Certains auteurs pensent que les formes complexes du chimigramme ne peuvent être obtenues qu’avec des produits rares,comme ceux de l’alchimie.
Or, ces produits chimiques sont ceux que l’on emploie en photographie : révélateurs, fixateurs, etc. Par exemple, il n’y a pas d’acides (confusion avec la technique de la gravure). En résumé, le chimigramme n’est pas plus « chimique » qu’une photographie.

6 / « Le chimigramme est-il « aléatoire » ? »

C’est la première question que l’on me pose : on veut savoir dans quelle mesure l’auteur d’un chimigramme dirige sa création et dans quelle mesure il est aidé par la technique.
D’abord, n’oublions pas dans quelle mesure le photographe est aidé par sa technique par rapport au peintre, au dessinateur, au graveur.
Ensuite, il faut distinguer les différentes formes de hasard :
1. le hasard incontrôlé, la technique n’étant pas encore dominée,
2. le hasard contrôlé, la technique étant dominée,
3. le hasard incontrôlable, la technique étant en partie dominée et, en partie, permettant d’introduire des “accidents” (cf. “l’œuvre ouverte“ d’Umberto Eco). J’ai mis au point des vernis qui me permettent une réduction presque totale de l’intervention du hasard mais, parfois, je le laisse agir. N’est-il pas, comme dans la vie, source de surprises, de renouvellements ?
4. le hasard programmé, choix de nombres tirés au sort.

7 / « Pourquoi se préoccuper tellement de technique ?»

À quelques exceptions près, les intellectuels n’ont que du mépris pour la technique. Pourtant, c’est la technique qui crée de nouveaux langages :
la caméra 16 mm a créé le Nouveau Cinéma.
«C’est l’étude approfondie de la manière dont une œuvre est techniquement réalisée qui permet de la comprendre pleinement…» Anthea Callen in “Les peintres Impressionnistes et leur technique”.

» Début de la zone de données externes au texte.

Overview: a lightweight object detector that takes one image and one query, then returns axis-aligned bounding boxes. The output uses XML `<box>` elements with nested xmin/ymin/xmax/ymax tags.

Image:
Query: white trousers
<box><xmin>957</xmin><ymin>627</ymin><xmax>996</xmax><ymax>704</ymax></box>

8 / « Peut-on ajouter un « O » au milieu du mot « chimigramme » ?»

Surtout pas ! Lorsque j’ai inventé le mot en 1958, les techniques thérapeutiques dont le nom commence par les mêmes cinq lettres n’étaient pas encore connues. Si le chimigramme a besoin d’eau, le mot n’a pas besoin d’O !

9 / «Le mot chimigramme subit-il les effets de la péjoration du mot «chimie» ?»

Peut-être. On n’utilise, en effet, trop souvent le mot ”chimie” pour dénoncer la pollution, les poisons alimentaires, etc. Je m’efforce de rencontrer des scientifiques, des industriels, des journalistes qui ont le même souci de réhabiliter ce mot qui est pourtant à la base de tout ce qui existe sur terre.

10 / « Peut-on comparer le chimigramme avec les techniques actuelles ?»

D’un point de vue technique, la peinture pourrait être comparée à la marche à pied, la photographie à l’automobile et l’ordinateur à l’avion.
Le chimigramme, lui, pourrait être comparé au vélo : simple, rapide et bon marché.
La plupart des chimigrammes réalisés dans le monde et qu’on trouve sur internet ont été faits sans produits localisateurs, en peignant directement sur l’émulsion photosensible avec le révélateur et le fixateur. Les résultats ressemblent à de l’aquarelle.
Pourtant, faire le chimigramme avec un produit localisateur ( vernis, cire, huile, etc… trouvé dans la salle de bain ou la cuisine ) permet d’obtenir des résultats plus accomplis qui ne ressemblent ni à une peinture, ni à une photo,
ni à un dessin à l’ordinateur.
Quiconque se contente de dessiner avec du révélateur et du fixateur sur l’émulsion photosensible me fait penser à un cycliste qui marcherait à côté de son vélo."